Saturday, August 24, 2013

Four Years On

Nearly four years on from my diagnosis and I am still in and out of hospital.  I am so over 'procedures' and just wish I could have my life back.  Breast cancer is such shit.  Some people can have their treatment and move on as though nothing had ever happened.  Some people struggle with their ongoing treatments and life just revolves around trying to be as comfortable as possible.  Others more unfortunate move on to stage 4 and life is a constant struggle to stay alive.  I fall somewhere inbetween the first and second group.  Most of the time I can almost forget that I have had cancer but I do have the constant tightness in my stomach and the numbness and pain in my arm which I still don't have full use of.

 I do appear however to be on the doctor merry go round and feel like I will never get off.  As part of my hormone therapy my oncologist advised me to have my ovaries removed.  This would make me post menopausal and therefore able to change my medication from Tamoxifen to Femara.  Apparently studies show that women do better after breast cancer if they do a few years of Tamoxifen and then a few of Femara.  OK, this seemed a little price to pay if it was going to increase the odds of survival.  Since September 2009 I have had a mastectomy, four months of chemotherapy, six weeks of radiotherapy, a 10 hour operation in which a new breast was made out of my tummy fat, a follow up operation to tweak the reconstruction, nipple reconstruction with areola tattoo, D & C with hysteroscopy and a bilateral salpingo oophorectomy (removal of ovaries and fallopian tubes). This last operation has always been on the cards but we were hoping that it would become unnecessary as my ovaries gave up the ghost naturally.  Anyway, no big drama, I would have them removed, change to the new drug and then finally move on and end this stream of doctors' appointments.

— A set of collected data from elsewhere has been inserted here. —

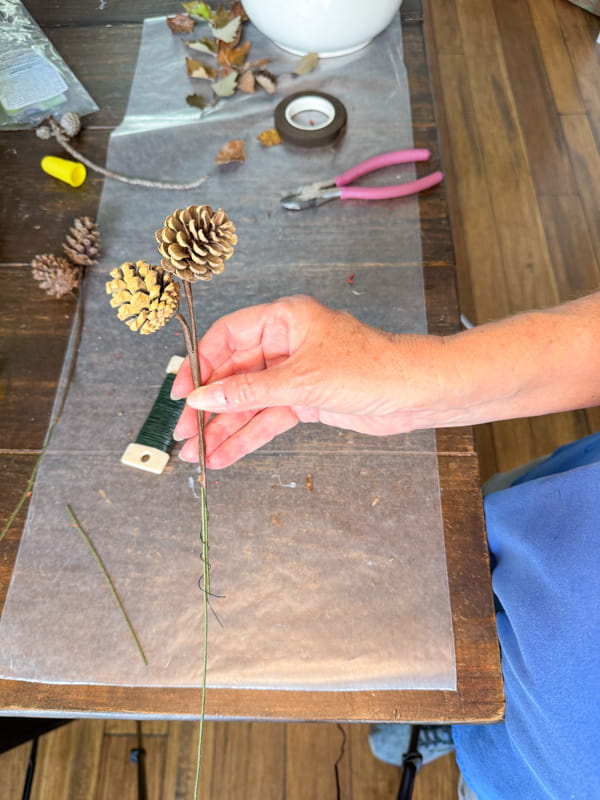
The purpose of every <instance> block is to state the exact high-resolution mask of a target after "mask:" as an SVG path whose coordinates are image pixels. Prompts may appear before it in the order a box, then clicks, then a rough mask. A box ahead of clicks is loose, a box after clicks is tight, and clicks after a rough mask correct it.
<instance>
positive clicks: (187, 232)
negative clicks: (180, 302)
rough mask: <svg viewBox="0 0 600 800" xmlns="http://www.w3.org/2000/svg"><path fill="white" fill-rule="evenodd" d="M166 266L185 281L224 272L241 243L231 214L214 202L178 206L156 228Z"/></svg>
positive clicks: (162, 256) (159, 244)
mask: <svg viewBox="0 0 600 800" xmlns="http://www.w3.org/2000/svg"><path fill="white" fill-rule="evenodd" d="M155 236H156V241H157V242H158V252H159V253H160V254H161V256H162V257H163V259H162V262H161V263H162V266H163V268H164V269H166V270H167V271H168V272H173V273H174V274H175V275H177V277H179V278H181V279H182V280H184V281H190V282H193V281H209V280H210V279H211V278H212V276H213V275H218V274H219V273H220V272H223V269H224V267H225V261H227V259H228V258H231V256H232V255H233V249H234V247H235V245H236V244H237V236H236V233H235V226H234V224H233V223H232V222H231V220H230V219H229V217H228V216H227V214H226V213H225V212H224V211H223V210H222V209H221V208H219V209H218V210H217V211H214V212H213V210H212V208H211V207H210V206H189V208H186V209H185V210H182V209H181V208H178V209H177V211H175V212H173V214H171V215H170V216H169V217H167V218H166V220H165V222H164V226H163V228H161V230H159V231H156V234H155Z"/></svg>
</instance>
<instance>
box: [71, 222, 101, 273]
mask: <svg viewBox="0 0 600 800" xmlns="http://www.w3.org/2000/svg"><path fill="white" fill-rule="evenodd" d="M69 233H70V236H69V235H67V237H66V238H67V241H66V242H65V243H64V244H63V250H64V251H65V253H66V254H67V256H68V257H69V258H70V259H71V261H72V262H73V263H74V264H80V265H81V266H83V267H91V265H92V264H95V263H96V261H97V260H98V253H99V252H100V234H99V233H98V226H97V225H96V223H95V222H94V220H92V219H90V218H89V217H78V218H77V219H75V220H74V221H73V227H72V228H71V229H70V231H69Z"/></svg>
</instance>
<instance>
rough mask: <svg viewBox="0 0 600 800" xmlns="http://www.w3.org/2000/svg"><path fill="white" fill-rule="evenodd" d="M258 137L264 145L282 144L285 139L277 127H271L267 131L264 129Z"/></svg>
mask: <svg viewBox="0 0 600 800" xmlns="http://www.w3.org/2000/svg"><path fill="white" fill-rule="evenodd" d="M256 138H257V139H258V141H259V142H260V143H261V144H262V146H263V147H273V146H274V145H276V144H281V142H282V141H283V140H282V138H281V136H280V135H279V131H278V130H277V128H269V129H268V130H266V131H262V133H259V134H258V136H257V137H256Z"/></svg>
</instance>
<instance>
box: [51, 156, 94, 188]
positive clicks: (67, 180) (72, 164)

As is the way, nothing ever goes to plan.  The operation went well and I was back at work a week later, however, whilst in there the surgeon noticed a growth on the outside of my colon.  He took a photo and showed it to a colleague who is a colorectal surgeon (remember the good old proctologists?) So just when I thought things were moving on I now have yet another specialist to visit with.  I have to say that I have been very lucky with the specialists that I have had and this man is no exception.  He told me that he is fairly sure that it was nothing sinister but he wanted to do a colonoscopy just to make sure.  Great, that makes pretty much every last shred of dignity gone, I have been poked and prodded everywhere now.  After a weekend of bowel preparation which we won't go into I went off for yet another procedure, a colonoscopy.  Upon waking I was told that it looked good and was all clear.

Yesterday I had the post surgery consultation with the surgeon and and he confirmed that all looked great but there is still the issue of what this growth is.  He reiterated that he still didn't think it was anything sinister but he wants to go in and have a look at it.  So yes, yet another operation much the same as the oophorectomy which was keyhole.  My poor pretend bellybutton is still healing from the last time they shoved a camera down it and now here we go again.  I did ask the doctor what it could be and got told of four things.  Cancer of which I always imagine breast cancer but I'm not sure if there is some other type of cancer it could be, a simply fatty deposit, diverticular disease or endometriosis.  Of course the worst case scenario is if it is breast cancer but he assures me that breast cancer doesn't often spread to the colon and the few women who he has seen with mets to their colon did not look like this.  He is fairly sure it is not that.  Diverticular disease is quite common, not nice but not life threatening, I'm not sure if he will remove it if it is that or just let it go.  Same with a fatty deposit, will he remove it or will he just take a biopsy and leave it there?  I don't know.